Sheryl Sandberg likes to ask a question when she speaks publicly, and she uses it to illustrate the gender bias she believes is laced through career and life in America and the world.

"For the men who are here, please raise your hand if you've been told you're too aggressive at work," she told a crowd of mostly technology-industry women in Minneapolis on Wednesday.

Very few men ever raise their hands on that question, said Sandberg, the Facebook executive who sparked a nationwide discussion of gender and careers with the March release of her bestselling book "Lean In."

But when she asked how many women had been accused of excessive aggression, hundreds of hands shot up.

"That's true all over the world," Sandberg said. "Everywhere in the world, we expect men to be leaders, to make decisions. Everywhere in the world, we expect women to speak when spoken to, to not be as strong, to give to others."

Sandberg was in downtown Minneapolis for the Grace Hopper Celebration of Women in Computing, which has attracted 4,600 people from around the country and runs through Saturday.

A who's who of tech world

Representatives from such companies as Google, Amazon and Microsoft are attending, and the conference has a who's who of corporate sponsors. Attendees include 1,600 college students, nearly all of them women looking to network and propel their careers in technology.

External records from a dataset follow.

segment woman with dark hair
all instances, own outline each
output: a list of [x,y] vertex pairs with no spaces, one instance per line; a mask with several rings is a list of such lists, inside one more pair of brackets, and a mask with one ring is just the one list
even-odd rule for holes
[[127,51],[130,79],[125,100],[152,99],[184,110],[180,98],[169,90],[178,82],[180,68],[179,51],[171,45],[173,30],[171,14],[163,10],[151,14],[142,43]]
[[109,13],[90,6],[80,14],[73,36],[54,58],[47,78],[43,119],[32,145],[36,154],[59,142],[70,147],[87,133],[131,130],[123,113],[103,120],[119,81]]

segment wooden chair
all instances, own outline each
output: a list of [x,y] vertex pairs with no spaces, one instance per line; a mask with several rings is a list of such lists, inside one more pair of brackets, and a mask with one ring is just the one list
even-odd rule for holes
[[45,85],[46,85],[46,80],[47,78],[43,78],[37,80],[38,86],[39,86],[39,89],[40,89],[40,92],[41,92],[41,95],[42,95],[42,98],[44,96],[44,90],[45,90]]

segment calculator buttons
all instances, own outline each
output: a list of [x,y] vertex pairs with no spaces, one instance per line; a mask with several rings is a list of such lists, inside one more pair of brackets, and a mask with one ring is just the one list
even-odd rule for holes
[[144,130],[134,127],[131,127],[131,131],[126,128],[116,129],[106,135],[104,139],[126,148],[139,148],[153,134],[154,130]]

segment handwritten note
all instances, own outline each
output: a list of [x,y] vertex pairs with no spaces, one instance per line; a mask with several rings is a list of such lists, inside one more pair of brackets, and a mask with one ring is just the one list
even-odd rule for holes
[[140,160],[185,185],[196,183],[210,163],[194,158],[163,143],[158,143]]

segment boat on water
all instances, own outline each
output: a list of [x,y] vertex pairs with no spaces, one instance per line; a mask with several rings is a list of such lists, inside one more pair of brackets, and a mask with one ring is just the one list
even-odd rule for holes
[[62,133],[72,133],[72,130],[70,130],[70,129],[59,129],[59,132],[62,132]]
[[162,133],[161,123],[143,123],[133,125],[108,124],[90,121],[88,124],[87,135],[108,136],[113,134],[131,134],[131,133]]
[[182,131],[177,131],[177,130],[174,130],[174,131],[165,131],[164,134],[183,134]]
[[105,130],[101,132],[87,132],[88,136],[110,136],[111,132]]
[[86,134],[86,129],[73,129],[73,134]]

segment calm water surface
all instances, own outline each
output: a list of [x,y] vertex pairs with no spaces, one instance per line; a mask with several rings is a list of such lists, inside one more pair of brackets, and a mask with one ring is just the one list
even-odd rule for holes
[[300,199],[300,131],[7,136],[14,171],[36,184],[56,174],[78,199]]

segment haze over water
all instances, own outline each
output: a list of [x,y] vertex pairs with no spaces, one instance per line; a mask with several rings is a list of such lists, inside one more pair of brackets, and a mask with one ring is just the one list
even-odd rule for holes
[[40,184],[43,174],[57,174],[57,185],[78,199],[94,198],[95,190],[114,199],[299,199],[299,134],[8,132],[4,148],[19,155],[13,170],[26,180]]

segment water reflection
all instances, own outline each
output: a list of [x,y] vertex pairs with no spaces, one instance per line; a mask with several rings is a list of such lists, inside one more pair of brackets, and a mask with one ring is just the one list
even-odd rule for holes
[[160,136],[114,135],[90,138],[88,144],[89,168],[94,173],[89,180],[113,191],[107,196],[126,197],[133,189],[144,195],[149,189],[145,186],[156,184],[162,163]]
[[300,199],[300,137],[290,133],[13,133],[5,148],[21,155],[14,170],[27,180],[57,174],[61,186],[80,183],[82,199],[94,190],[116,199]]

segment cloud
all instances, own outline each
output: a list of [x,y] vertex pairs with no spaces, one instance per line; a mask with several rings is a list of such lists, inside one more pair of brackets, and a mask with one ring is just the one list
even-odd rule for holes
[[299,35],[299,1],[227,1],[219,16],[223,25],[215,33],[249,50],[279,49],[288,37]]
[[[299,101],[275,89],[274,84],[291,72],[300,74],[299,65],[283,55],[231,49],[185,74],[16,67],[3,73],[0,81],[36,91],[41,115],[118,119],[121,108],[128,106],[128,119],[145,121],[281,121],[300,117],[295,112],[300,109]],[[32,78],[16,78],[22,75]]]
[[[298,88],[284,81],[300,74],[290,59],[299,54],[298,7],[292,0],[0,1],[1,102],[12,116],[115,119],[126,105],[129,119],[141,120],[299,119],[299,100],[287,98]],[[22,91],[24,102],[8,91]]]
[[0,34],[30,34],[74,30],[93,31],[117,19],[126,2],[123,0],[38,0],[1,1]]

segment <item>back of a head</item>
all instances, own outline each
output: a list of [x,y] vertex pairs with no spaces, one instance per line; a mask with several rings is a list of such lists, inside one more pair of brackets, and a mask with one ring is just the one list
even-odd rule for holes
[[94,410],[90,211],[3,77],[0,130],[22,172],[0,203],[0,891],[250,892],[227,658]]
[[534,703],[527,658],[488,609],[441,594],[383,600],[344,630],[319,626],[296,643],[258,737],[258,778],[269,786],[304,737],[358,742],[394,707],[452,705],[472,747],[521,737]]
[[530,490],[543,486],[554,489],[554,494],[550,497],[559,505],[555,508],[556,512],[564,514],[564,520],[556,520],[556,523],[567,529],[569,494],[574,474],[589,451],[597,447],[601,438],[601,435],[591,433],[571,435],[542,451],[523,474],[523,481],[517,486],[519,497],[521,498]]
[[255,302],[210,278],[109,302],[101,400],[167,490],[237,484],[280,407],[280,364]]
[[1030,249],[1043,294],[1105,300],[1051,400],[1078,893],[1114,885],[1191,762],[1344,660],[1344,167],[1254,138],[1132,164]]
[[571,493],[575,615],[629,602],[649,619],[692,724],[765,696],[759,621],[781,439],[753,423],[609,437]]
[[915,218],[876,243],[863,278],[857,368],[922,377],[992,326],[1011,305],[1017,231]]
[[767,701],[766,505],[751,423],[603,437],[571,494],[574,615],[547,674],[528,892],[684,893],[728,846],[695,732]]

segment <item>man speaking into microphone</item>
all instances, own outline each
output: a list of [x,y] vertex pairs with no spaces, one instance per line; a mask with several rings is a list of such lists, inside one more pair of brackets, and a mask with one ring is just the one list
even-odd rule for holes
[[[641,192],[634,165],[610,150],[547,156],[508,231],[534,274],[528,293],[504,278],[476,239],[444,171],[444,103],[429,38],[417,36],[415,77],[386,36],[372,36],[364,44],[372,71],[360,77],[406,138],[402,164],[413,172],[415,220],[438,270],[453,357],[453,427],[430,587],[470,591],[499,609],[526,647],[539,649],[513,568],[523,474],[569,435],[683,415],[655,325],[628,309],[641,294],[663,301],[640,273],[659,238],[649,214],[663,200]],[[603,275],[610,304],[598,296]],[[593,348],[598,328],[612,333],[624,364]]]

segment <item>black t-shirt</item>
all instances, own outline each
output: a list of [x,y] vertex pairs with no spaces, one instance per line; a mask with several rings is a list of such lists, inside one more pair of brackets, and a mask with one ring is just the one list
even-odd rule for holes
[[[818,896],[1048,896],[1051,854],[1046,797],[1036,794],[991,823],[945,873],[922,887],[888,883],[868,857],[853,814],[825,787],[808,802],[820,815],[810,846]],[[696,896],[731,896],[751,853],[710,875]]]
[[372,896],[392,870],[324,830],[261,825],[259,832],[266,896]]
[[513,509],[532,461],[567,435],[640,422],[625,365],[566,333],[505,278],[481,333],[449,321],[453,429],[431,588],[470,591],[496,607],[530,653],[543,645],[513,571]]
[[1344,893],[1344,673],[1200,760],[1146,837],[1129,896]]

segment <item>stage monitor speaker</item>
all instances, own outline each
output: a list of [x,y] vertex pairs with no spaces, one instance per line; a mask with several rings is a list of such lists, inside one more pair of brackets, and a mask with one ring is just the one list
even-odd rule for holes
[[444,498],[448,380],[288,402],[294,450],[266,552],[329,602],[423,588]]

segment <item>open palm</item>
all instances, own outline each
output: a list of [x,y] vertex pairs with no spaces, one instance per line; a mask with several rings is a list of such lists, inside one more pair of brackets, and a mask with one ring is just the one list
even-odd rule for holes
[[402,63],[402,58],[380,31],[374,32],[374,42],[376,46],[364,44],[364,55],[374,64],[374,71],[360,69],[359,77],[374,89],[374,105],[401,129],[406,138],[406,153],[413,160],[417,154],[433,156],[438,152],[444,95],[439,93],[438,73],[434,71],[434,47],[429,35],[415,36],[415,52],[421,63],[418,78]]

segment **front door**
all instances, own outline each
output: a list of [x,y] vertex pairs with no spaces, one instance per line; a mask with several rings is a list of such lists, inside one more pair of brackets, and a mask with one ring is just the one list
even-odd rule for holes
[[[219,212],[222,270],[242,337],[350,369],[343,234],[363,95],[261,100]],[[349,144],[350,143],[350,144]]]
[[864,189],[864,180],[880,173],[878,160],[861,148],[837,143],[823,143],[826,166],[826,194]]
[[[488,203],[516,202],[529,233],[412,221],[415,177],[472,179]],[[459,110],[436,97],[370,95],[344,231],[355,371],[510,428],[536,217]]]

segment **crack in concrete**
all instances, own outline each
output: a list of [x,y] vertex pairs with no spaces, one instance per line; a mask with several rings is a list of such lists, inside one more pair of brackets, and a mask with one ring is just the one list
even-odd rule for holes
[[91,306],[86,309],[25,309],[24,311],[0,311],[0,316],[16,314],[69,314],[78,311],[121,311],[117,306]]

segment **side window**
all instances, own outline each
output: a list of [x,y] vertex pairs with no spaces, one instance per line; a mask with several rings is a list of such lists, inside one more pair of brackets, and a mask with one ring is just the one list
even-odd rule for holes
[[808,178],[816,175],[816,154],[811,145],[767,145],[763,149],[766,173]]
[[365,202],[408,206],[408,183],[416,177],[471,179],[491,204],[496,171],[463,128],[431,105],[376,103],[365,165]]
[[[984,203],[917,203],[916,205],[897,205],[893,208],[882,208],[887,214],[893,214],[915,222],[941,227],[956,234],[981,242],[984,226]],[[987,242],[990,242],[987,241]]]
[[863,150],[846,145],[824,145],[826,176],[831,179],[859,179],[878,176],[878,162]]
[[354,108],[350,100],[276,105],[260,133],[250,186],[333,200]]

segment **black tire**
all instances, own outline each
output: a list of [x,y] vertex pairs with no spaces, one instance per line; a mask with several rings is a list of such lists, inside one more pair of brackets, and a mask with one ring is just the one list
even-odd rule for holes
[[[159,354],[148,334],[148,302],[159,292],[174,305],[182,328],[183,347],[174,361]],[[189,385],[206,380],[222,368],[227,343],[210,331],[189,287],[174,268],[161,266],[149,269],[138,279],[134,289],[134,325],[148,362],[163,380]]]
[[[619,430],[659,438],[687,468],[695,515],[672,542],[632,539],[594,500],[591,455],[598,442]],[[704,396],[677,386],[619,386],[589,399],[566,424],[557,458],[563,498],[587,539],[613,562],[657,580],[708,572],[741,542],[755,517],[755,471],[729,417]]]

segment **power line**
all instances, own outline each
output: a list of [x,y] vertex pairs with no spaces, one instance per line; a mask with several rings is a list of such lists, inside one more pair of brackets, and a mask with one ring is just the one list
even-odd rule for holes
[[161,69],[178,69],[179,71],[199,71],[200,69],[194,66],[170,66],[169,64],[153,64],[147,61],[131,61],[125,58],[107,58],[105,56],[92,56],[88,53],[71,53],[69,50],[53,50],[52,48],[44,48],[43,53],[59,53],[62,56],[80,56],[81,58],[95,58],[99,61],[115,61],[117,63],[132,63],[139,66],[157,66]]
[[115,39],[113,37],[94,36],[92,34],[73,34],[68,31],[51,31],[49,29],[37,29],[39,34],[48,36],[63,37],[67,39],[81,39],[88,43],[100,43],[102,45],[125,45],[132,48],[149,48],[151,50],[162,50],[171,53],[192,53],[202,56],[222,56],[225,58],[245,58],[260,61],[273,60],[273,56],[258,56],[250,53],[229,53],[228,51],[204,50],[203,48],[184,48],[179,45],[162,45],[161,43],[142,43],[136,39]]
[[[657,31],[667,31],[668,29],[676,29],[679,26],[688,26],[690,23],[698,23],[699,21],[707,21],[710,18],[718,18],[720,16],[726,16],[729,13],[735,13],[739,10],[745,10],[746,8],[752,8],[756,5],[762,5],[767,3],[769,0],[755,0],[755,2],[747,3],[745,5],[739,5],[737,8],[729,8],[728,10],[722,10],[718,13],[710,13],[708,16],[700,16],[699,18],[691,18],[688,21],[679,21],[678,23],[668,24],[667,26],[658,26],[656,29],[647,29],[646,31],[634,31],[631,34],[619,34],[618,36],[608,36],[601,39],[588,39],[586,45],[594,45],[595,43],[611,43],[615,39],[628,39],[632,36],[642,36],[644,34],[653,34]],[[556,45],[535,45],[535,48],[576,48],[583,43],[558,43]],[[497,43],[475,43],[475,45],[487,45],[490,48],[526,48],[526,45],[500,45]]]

Held in a different city each year, the event was founded in 1994 and named after early computer scientist and Navy Rear Adm. Grace Hopper, who among other things helped lay the groundwork for COBOL, a programming language still in use today.

But Sandberg said the progress of women in business, and particularly in technology, has flatlined. Men are more often rewarded for showing initiative, she said, women more often subtly punished.

Both are guilty of harboring this bias, and the problem is powerfully self-perpetuating, said the author of "Lean In: Women, Work and the Will to Lead," who has since launched a campaign encouraging women to be more ambitious and assertive.

Men run 95 percent of the big companies in the world, Sandberg said, and men hold three-quarters of the jobs in computing and information technology.

Meanwhile, women too often hold back. They underestimate themselves, she said, don't ask for promotions as readily, don't push for raises and, in technology, there is simply not enough female participation.

"I don't think that's OK," Sandberg said. "I think we can and will do better when we use the full talents of our population in every industry, in the technical industries that are so critical to our future."

High-tech has high stakes

Sandberg sat for a keynote conversation with conference co-founder Telle Whitney and Maria Klawe, president of Harvey Mudd College in California.

While the number of jobs that require high-tech skills has grown dramatically over the past few decades, the share of women preparing for those jobs has plummeted. Thirty-seven percent of computing degrees went to women in 1985, compared with 18 percent in 2009, according to the National Center for Women and Information Technology.

Whitney said the number of women getting computer science degrees started to fall when the field was rolled into college engineering departments. People had less sense of what could be accomplished with a computer science degree in the 1980s, and boys latched onto personal computers and video games more quickly than girls. While the share of computer science degrees going to women rose in the 1990s, the percentage fell again after the dot-com bust.

"There was a view that the jobs were being outsourced, and also it just wasn't cool," Whitney said. "There's an image factor that's probably the biggest issue."

At Klawe's college, nearly half of sophomores who declared computer science as their majors are women. She said the key is to make computer science fun and accessible. High school girls, Klawe said, think that programming is boring, that they won't be good at it because computers are daunting and that they "wouldn't want to be seen dead with the people who work in computer science."

So Harvey Mudd started sending first-year female students interested in computer science to the Hopper conference, to introduce them to the world of women in technology. The school retooled its computer science curriculum to make it more interesting and fun.

"They took the introductory computer science course, and they just decided to make it the most fun course you could possibly take," Klawe said. "They made it not scary."

Sandberg said technology is driving progress in the world and allowing unprecedented new types of collaboration, which only adds to the urgent need for female participation.

Before the Internet, the largest project that a large group of people worked on together was a pyramid, she said, and that was about 70,000 people. In 2009, Facebook announced that 300,000 people had helped translate Facebook into 70 languages.

"Technology is going to change the world," Sandberg said. "In order to change the world in the right ways, we need women to lead along with men."